The replacement string is empty (""), so all matching characters are removed.

Clustering


Even after applying transformations, some inconsistencies remain. Not all problems can be solved with rules or regular expressions. Sometimes values differ only slightly because of spelling variations, abbreviations, or typing mistakes. In these cases, clustering can help identify potentially equivalent values. It identifies and normalizes variations — especially when different inconsistencies appear similar but not identical. We demonstrate clustering on the column Object Name.

  1. Open the column menu for Object Name.

  2. Choose Edit cells → Cluster and edit....

  3. A new window appears. Click Cluster.

Screenshot of the Cluster and edit column …
Screenshot of the Cluster and edit column …
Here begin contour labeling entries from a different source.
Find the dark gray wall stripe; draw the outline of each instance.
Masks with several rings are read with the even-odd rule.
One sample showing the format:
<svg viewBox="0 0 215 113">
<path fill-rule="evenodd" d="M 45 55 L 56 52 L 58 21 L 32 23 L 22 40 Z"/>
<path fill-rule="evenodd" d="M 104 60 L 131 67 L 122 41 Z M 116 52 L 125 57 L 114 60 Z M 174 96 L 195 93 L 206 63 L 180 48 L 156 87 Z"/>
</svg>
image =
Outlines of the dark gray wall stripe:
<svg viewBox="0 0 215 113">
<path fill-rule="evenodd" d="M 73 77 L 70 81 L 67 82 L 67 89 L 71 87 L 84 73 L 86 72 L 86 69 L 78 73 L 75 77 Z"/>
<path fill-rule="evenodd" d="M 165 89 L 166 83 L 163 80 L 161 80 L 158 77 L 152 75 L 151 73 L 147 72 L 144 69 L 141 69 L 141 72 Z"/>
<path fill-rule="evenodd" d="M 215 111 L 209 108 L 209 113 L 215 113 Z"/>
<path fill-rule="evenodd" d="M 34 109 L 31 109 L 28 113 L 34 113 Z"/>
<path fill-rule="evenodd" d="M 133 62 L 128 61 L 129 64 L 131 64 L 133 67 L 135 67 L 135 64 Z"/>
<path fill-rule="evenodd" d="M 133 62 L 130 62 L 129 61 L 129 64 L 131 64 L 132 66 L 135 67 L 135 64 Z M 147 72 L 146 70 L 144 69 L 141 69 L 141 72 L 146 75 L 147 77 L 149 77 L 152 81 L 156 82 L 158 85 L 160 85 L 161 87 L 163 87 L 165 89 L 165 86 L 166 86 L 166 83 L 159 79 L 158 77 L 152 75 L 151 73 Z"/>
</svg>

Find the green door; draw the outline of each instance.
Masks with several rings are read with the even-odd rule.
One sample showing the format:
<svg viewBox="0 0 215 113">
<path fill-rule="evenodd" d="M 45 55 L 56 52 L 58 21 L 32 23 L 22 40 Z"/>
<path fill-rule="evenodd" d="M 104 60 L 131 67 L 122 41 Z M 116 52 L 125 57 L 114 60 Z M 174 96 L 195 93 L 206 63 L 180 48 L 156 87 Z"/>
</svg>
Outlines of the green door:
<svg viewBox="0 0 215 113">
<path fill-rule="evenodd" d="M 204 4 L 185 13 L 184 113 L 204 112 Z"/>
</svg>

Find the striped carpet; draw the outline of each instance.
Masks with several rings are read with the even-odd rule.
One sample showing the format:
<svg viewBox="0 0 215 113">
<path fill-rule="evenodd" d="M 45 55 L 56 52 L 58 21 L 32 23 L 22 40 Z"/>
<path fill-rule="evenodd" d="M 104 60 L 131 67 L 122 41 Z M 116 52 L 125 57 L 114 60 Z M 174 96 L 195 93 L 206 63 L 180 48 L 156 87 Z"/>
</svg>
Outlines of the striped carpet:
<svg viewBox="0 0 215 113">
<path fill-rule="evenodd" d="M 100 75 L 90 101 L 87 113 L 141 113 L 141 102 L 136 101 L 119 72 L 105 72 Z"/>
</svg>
The clustering window displays one suggested cluster per row. For each cluster the variations of a similar value with the count of rows they appear are shown on the left; a field on the right allows you to select or edit a preferred value.

For every suggested cluster you can decide to merge the values into a standardized form, to ignore the cluster if the variations are meaningful or to edit only some entries of the cluster. Clustering never changes anything automatically. OpenRefine simply helps you notice patterns you would otherwise miss.

Different clustering methods and keying functions identify different kinds of similarities. You do not need to understand the underlying algorithms. In practice, it is often sufficient to experiment with several methods and compare the results.

Challenge

Cluster the Classification

Look at the column Classification and try clustering the values by using different clustering methods and keying functions

  • Which method produces the most useful suggestions?
  • Which values are grouped together?
  • What preprocessing step could improve the clustering results?

There is no single correct answer. Different clustering methods produce different suggestions.

One useful preprocessing step is to split multi-valued cells before clustering. If several classifications are stored together in one cell, clustering has difficulty identifying similarities between individual values.

Key Points
  • GREL expressions can be used to extract, modify, and standardize information.
  • Creating new columns preserves the original data and makes transformations easier to review.
  • The split() function creates arrays that can be accessed using positions such as [0] and [1].
  • Structured information can be extracted from text using GREL expressions and pattern matching.
  • Data cleaning often requires multiple transformation steps and manual review.
  • Clustering helps identify potentially equivalent values and supports manual standardization.